Erster Besuch auf Kálimnos/Kálymnos
(στη Κάλυμνο)

Copyright puchheim = MartinPUC, März 2004, August 2006


Was bleibt vom steinernen, kahlen, auf See und im Tourismus um sein Brot kämpfenden, gebirgigen Kálimnos nach dem ersten Besuch im Mai 1998 in meiner Erinnerung?
Das Glitzern seiner zerfurchten Berghänge. Die unerschöpfliche Lebendigkeit seines Haupt- und Hafenortes Póthia! Vollendete, fast brachiale Realität, die keiner Philosophie bedarf. Ziemlich das Gegenteil von Skála, Pátmos, trotz dessen Größe.

Die den Taxlern aufgezwungene Ordnung, auf Bestellungen hinten an der landein gelegenen Hauptplatía zu warten. Der eine oder andere wendet Tricks und Kniffe an, fährt los in Nebengassen, hält kurz vor dem Obstladen, oder der Metzgerei, nimmt den Gast auf – die Reihenfolge umgangen, den Konkurrenten ausgetrickst. Verwandte haben mitgeholfen.
Sonderpreis, angeblich. Der reinste Orient, wie sonst nirgendwo im südlichen Griechenland je erlebt. Nicht nur diese kleine Erfahrung, sondern der erste Gesamteindruck.
Kurz nach dem Start zur Fahrt ins Tal von Vathí die Aufforderung, doch einen neuen Mercedes nach hierher zu importieren, ich könne das als Deutscher doch leicht bewerkstelligen.
Die Händlernatur von Taxifahrer setzt mich, nachdem wir ziemlich unansehnliche, stark verschmutzte Strandabschnitte der Südküste passiert haben, wohlmeinend und Benzin sparend irgendwo in der Mitte des Tals vor Vathí ab, ich könne zwischen den Zitrusplantagen wandern, mich etwas umsehen, mich ganz gemächlich dem Fjord nähern, rät er mir zu.
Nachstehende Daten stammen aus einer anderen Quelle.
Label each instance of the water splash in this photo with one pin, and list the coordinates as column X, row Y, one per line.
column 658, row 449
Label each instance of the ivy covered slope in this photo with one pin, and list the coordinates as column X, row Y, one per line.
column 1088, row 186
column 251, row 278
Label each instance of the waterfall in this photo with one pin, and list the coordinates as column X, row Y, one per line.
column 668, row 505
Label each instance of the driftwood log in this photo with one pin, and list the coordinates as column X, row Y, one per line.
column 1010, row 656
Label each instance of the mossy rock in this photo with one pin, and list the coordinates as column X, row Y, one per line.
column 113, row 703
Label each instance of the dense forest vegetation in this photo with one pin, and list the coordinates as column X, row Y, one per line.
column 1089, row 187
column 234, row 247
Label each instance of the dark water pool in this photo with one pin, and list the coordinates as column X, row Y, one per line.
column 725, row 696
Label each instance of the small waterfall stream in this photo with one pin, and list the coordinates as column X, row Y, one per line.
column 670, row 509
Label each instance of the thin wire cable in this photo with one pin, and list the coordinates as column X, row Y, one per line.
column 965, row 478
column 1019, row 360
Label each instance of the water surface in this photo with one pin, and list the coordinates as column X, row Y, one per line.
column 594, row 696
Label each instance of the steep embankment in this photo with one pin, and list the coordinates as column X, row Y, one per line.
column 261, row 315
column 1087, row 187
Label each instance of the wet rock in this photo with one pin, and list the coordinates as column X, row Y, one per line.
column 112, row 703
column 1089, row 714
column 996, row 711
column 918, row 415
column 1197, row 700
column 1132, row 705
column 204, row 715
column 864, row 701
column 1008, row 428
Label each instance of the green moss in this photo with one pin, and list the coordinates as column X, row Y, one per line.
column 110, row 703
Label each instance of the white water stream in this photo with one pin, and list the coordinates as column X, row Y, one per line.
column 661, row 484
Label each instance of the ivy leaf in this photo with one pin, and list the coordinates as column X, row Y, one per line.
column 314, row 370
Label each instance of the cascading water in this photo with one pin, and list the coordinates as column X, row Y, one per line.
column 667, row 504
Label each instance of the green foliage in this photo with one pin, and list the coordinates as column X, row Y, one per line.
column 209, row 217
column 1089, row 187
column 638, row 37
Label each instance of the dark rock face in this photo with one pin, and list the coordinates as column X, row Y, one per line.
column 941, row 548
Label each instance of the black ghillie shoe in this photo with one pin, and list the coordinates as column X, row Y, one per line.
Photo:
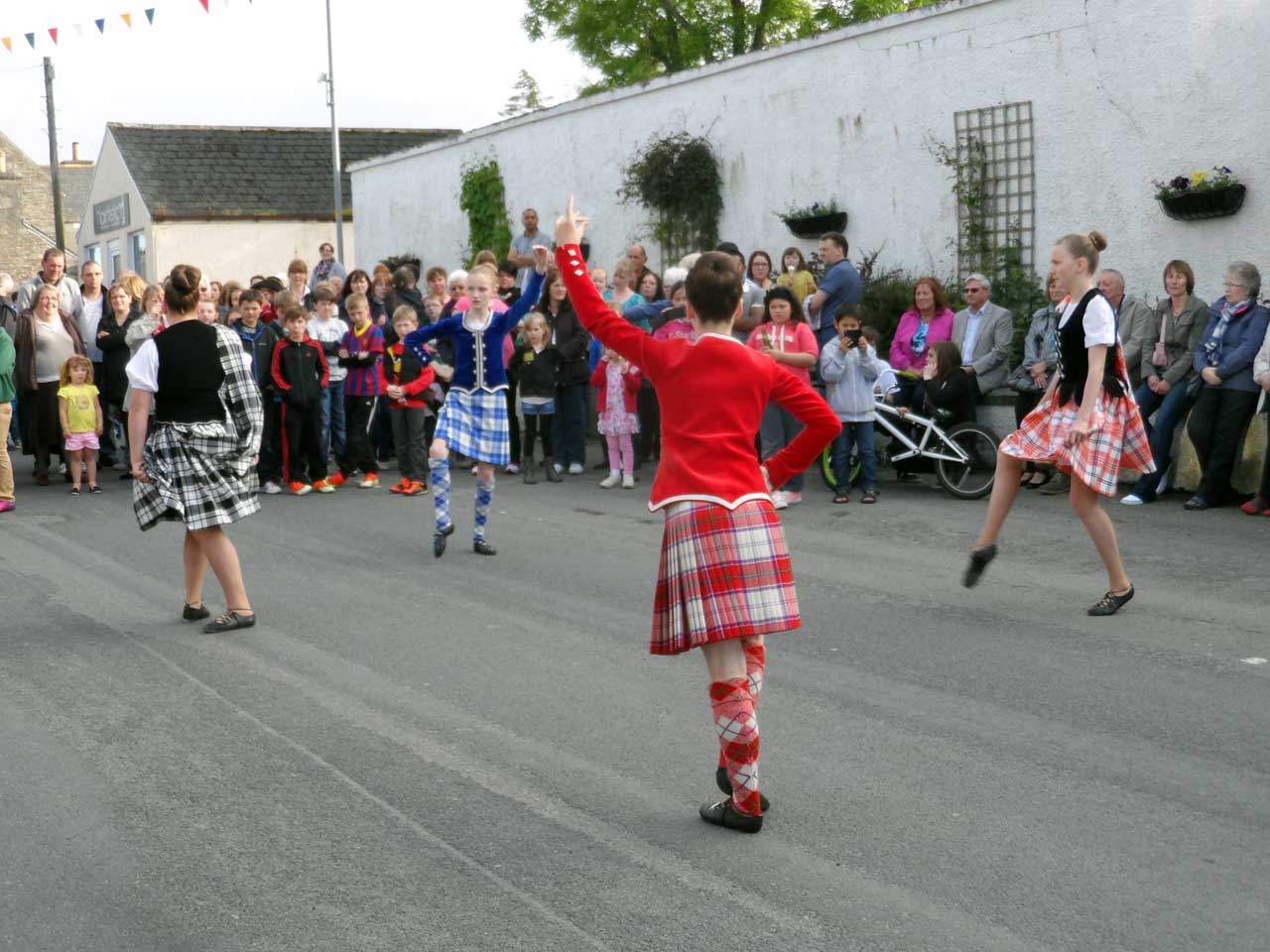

Das quirlige Póthia vor den Bergen, weit hinter uns, dem Meer ausgesetzt, Blick nach Kos, großer Hafen, ausgedehntes Fischerviertel in Terrassenlage, rechterhand, von See aus gesehen. Einstige Wahlheimat von Robert Lax, dem stillen Dichter, aufmerksamen Beobachter, der Jahre später nach Patmos umzog, endlich Spiritualität von Seiten der Umgebung, der Mitmenschen zu suchen. Eindrücke von ihm, der häufig in der Nähe des Hafens von Póthia schwimmen ging:


"our contact with life, with the flow of life, is a physical contact: spiritual, too – but physical none the less.

to touch life, to know life, we must somehow bang into it; though if we stand off it, it will come, and grasp us.

i swam again today. clear water, slow-moving shadows over the rocks. the rocks themselves not white or grey: more pink & white; blue & grey. a strange man, gardener, comes and swims too: scrambles lithely over the rocks and undresses behind one. naked swimmer, washing the dust of the garden, he says, from a thin & muscular brown and white body.
looks amphibious, even on land, and most at home in the water.

the undersea vision, even at shallow depths, is almost narcotic. whatever is seen is seen with such peace, such composure. to look thus wide-eyed at all phenomena would surely be a kind of joy, a kind of psychic nourishment. we glide above objects, seeing them through glass, through the heavy, light-charged water: fallen rocks are the walls of a valley: below them a sleeping plain of smooth, white sand.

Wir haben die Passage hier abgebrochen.